Are we finally into the Brexit endgame — or another courtroom drama?

Supreme Court building in London (Shutterstock)
The Brexit endgame has been announced before — and it has proved to be premature. But there are signs that British and European Union negotiators are on the verge of engaging in serious talks to finalise a new draft Withdrawal Agreement before the EU summit. They have just over a fortnight: a tight but not impossible deadline, given that the main stumbling block — the backstop — is not a practical but a theological issue.
As was already clear a year ago, when Theresa May found herself boxed into the backstop, the bilateral British-Irish relationship ought never to have been subsumed into the UK-EU one. The 1997 Belfast (Good Friday) Agreement did require a substantial input from the Clinton administration, but the EU contribution was minimal. It may suit Leo Varadkar to solidify his own support by using Brussels’ big battalions to bully Boris Johnson, but no-deal will not suit either the Irish economy or cross-border security.
The leak to RTE, the Irish state broadcaster, of the British position papers that outline possible methods to avoid border checks was an example of Varadkar’s grandstanding. This breach of confidence, which forced the British to disown the documents as “non-papers”, enabled his Foreign Minister, Simon Coveney, to tweet: “Non-Paper = Non-Starter…NI and IRE deserves better.” His stance is as unfriendly as it is ungrammatical. Both nations do indeed deserve better — but that will only happen when Dublin is forced to desist from its game of exploiting Brexit to realise its dream of a united Ireland. From the Battle of the Boyne to the Easter Uprising, Irish nationalism has created an entire mythology around the notion of allying with Continental powers against the British. It never works and it is usually the Irish who pay the heaviest price.

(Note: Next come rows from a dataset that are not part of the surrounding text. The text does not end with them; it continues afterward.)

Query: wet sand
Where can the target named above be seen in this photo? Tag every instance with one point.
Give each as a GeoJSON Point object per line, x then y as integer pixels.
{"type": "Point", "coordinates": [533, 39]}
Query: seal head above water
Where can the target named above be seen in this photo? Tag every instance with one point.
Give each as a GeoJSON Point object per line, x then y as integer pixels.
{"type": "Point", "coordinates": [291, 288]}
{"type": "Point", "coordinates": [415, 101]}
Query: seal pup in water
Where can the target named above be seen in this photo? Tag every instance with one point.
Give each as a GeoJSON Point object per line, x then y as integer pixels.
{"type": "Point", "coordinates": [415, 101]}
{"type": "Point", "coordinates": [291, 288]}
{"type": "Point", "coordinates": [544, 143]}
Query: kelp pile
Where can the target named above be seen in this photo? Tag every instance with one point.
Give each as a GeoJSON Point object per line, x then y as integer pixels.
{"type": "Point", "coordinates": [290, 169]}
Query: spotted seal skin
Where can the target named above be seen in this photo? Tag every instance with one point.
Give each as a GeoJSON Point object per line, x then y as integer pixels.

The British, meanwhile, are focusing on persuading Emmanuel Macron and Angela Merkel to sign up to a grand bargain. Boris drops his threat to withhold much of the £39 billion divorce bill, while Emmanuel and Angela scupper the “surrender Bill” by refusing to grant any more extensions. Parliament is forced to choose between the Boris deal, no-deal or revoking Article 50. This has been the French policy since last March and the Germans are coming round to it. Brexit takes place on time at the end of October and Europe can finally move on. Only the backstop stands in the way of this dream scenario — and there is no way that Paris and Berlin will allow Dublin to block a reasonable compromise.
In Westminster, some members of the Opposition have anticipated this or some similar manoeuvre to deliver on the new Tory slogan: “Get Brexit done”. That is why moves are afoot to organise a vote of confidence or, failing that, other proceedings (including impeachment and criminal prosecution) against the Prime Minister.
But Boris Johnson is not merely a spectator of these attempts to deflect him from his mission. He has let it be known that he would appear before the Supreme Court to argue the case against the legality of the Benn Act, if someone were to bring such a case. The Prime Minister would presumably argue that there is no precedent for Parliament to tie his hands in negotiations with a foreign power in this manner. So far in the Brexit saga, the Supreme Court has found against the Government twice, though the High Court did dismiss an attempt to annul the referendum. Boris is eager to even the score. As the Brexit endgame approaches, the biggest courtroom drama may be yet to come.